Been there, done this question before, so I answer using my usual country charm story. “My mom used to sing Patsy Cline to us, played us all the classics . . . Johnny Cash, Hank Williams One and Two, Reba McIntyre, George Strait, and more, so I always have a soft spot for those. She also played a lot of that sixties rock, when country and rock were sort of walking hand in hand some. The Doors, CCR, and of course, Lynyrd Skynyrd.”
Elise smiles, humming a few bars. “I’ve jammed a little CCR. Run Through The Jungle is a damn good tune.”
I nod, impressed. Most people who only pretend to like Creedence use one of their more famous songs, but Elise somehow plucked my favorite right out of her head. “But I like newer country too . . . Jason Aldean, Dierks Bentley, even Blake Shelton, but don’t tell him I said that. Can barely get a hat to fit on that melon of his already.”
She grins, but I’d bet my favorite guitar she doesn’t even know who Blake Shelton is beyond his TV show fame or maybe his famous blonde girlfriend.
“You said you write all the time. What inspires you to write a song?”
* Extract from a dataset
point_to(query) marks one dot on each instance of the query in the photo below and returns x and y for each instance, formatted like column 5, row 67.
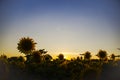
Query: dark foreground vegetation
column 38, row 65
I think for a moment, then shrug. “Everything. You ever go about your day, see a mom sitting on a park bench with a baby in a stroller and then a guy in a suit walks up? That’s a song . . . about love, responsibility, doing whatever it takes to make your woman light up when she sees you at the end of a long day. Or the guy on the side of the road, lost in his own mind and missing the life he once had. His story is a song. Watching the news and seeing a tragedy, that’s a song too. Even a party, letting loose and having a great time with friends. That’s a song. Every experience, every emotion . . . they’re worth having, worth feeling, worth sharing. It’s addicting, that ability to connect through words and notes, transform something surreal and hazy into something palpable and visceral.”
Elise is biting her lip, looking at me with delight, and I realize I think I just gave her a good quote for her article even though I was talking off the top of my head. Guess I can talk smoothly without even trying.
My attention is drawn to Elise’s mouth, watching the small white flash as her teeth press into her bottom lip before her pink tongue darts out, licking her lips to soothe the bite and leaving them shiny.
I want to taste her mouth, to abandon myself to my inner desires and let loose the reins of my lust. Before I can move from the other end of the couch, though, she asks another question, saving me. Or maybe saving her, I don’t know. “So once inspiration strikes, how do you get it to song . . . music first, lyrics first, both simultaneously?”
There’s a dirty joke in there if ever I heard one, but I try to refrain, sticking to the safer topic of music, especially since it’s why she’s here. It’ll help me just enough to stay in control of myself.
Although I can’t help riling her up. It’s just so damn fun. “The short answer is yes, all of those. Depends on the song. I’ve had melodies that I couldn’t find words to, or lyrics all laid out that just needed a tune, or sometimes, I just sit and pick at a guitar and see what happens. I had one set of lyrics that sat in the drawer for three years before I got the music right, and another that hit full on, both coming hard at once.”
Elise looks around the room again, her voice a little shaky at my last words. “And this is where the magic happens?”
I wonder what she sees when she sees this space, my private place. Does she feel the music in every molecule the way I do? Does she see the awards, the lineup of guitars, the pictures of me with favorite artists I’ve met, or does she see the hours I’ve spent in here with my eyes closed or staring at the guitar in my hands, sweating bullets as I try to combine inspiration with perspiration? I wonder what she would say if I told her about that side of things, but that’s not what I ask her.